INNOVATING THE PAST: CLASSICAL RHETORIC AS A FOUNDATION COURSE FOR SUCCESSFUL UNDERGRADUATE LEARNING IN THE LIBERAL ARTS AND SCIENCES
M. Burke
Roosevelt Academy Middelburg (Utrecht University) (NETHERLANDS)
This presentation will put forward a case based on some emerging qualitative data that classical rhetoric can successfully function in a modern university setting as a paradoxically innovative foundation course for undergraduate students in a liberal arts and sciences, thus empowering students with a range of strategies and heuristics to tackle and successfully negotiate their choice of major. The setting in question is the Roosevelt Academy (RA) in Middleburg in the Netherlands: an honor’s colleague of Utrecht University that houses 600 students who follow a liberal arts and sciences program. The arts and humanities majors among this group are obliged to take a first-year course entitled ‘an introduction to rhetoric and argumentation’. Many other sciences and social sciences students take it as an optional skills subject.
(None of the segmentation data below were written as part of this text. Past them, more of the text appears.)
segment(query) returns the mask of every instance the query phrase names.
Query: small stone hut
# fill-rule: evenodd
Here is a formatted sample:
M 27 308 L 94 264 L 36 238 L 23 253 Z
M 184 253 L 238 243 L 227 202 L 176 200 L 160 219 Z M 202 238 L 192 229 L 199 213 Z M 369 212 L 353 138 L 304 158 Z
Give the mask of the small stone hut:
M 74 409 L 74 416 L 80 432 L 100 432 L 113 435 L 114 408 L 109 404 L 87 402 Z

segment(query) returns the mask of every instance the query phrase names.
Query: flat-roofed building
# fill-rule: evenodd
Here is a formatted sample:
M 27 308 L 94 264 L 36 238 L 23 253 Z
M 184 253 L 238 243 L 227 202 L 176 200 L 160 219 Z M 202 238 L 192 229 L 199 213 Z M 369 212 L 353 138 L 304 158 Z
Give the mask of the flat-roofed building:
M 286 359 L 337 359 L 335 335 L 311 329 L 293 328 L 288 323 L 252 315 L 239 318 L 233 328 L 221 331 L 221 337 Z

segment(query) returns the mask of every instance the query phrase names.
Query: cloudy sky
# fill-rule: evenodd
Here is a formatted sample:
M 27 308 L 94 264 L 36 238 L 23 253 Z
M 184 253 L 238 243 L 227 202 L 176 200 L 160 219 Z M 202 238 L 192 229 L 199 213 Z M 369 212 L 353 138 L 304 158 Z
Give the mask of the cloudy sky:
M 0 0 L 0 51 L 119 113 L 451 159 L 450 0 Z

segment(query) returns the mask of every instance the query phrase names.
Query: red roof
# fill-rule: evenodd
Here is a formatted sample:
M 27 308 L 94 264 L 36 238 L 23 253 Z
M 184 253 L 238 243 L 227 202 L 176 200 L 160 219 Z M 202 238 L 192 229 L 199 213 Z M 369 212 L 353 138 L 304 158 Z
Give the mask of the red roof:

It is in this course where students encounter, and learn to work with, the tools that will help them to discover, order, stylize and present their future arguments and papers in a clear, ethical and persuasive manner. The pedagogical tools that classical rhetoric offers undergraduate students may seem dated and redundant in our multimedia age, but technology and techne may prove to be far more integrative than one might first surmise. Moreover, findings are starting to suggest that classical rhetoric is alive and well in our modern universities. Rhetoric not only has a rich history, but also a promising and innovative future.